En 1908, la fête du centenaire de Guignol fut saisie avec brio par les frères Neichthauser qui, dans leur théâtre du quai Saint-Antoine, à Lyon, redonnèrent à Guignol son caractère frondeur et franc tout en diversifiant le répertoire. Jusque dans les années cinquante, il suscita l’attention et la fidélité d’intellectuels, d’artistes et d’hommes politiques au sein de son public. Au début des années soixante-dix, à la mort de ses nouveaux pères et après son déménagement dans une autre salle, Guignol retomba en disgrâce.

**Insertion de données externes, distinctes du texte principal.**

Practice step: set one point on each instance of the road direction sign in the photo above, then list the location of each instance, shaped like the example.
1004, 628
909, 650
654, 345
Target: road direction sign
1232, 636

Sa renaissance s’effectua à Lyon, quelques années plus tard, grâce au Théâtre du Petit Bouif (Jean Brunel, dit Jean-Guy Mourguet, né en 1929) qui inventa de nouvelles pièces, réinscrivit Guignol dans son époque et lui rendit son rôle de gazette locale : Vade metro Satolas (construction du métro et de l’aéroport de Lyon), L’Épouvantable nuit de l’infortunée baronne Ecologia de Creys-Malville (construction de la centrale nucléaire), Marionnettes sur le trottoir (restructuration de Lyon menaçant la troupe d’expulsion). Les déboires de Guignol avec l’autorité reprirent en 1981 avec La Marianne à pompons, la troupe se retrouvant en partie censurée par la Mairie de Paris pour y avoir représenté une Marianne « socialo » aux prises avec Chiracula (caricature du maire Jacques Chirac sous les traits d’un vampire).

Guignol demeure également un personnage attirant les metteurs en scène de théâtre, tel Marcel Maréchal qui – en 1975 alors qu’il quittait Lyon – créa Une anémone pour Guignol avec la collaboration artistique et technique de Paul Fournel. À ce jour, des interprétations contemporaines de Guignol se poursuivent de façon originale, notamment à Lyon (Compagnie des Zonzons) et au Puy (Théâtre Chignolo).

(Voir France.)

Bibliographie

  • Fournel, Paul. Guignol, les Mourguet. Paris: Le Seuil, 1995.
  • Fournel, Paul. Histoire véritable de Guignol. Lyon: Federop, 1975; réimp. Slatkine, Genève, 1981.
  • Fournel, Paul (sous la direction de). Les Marionettes. Paris: Bordas, 1982; rééd. 1985 et 1995.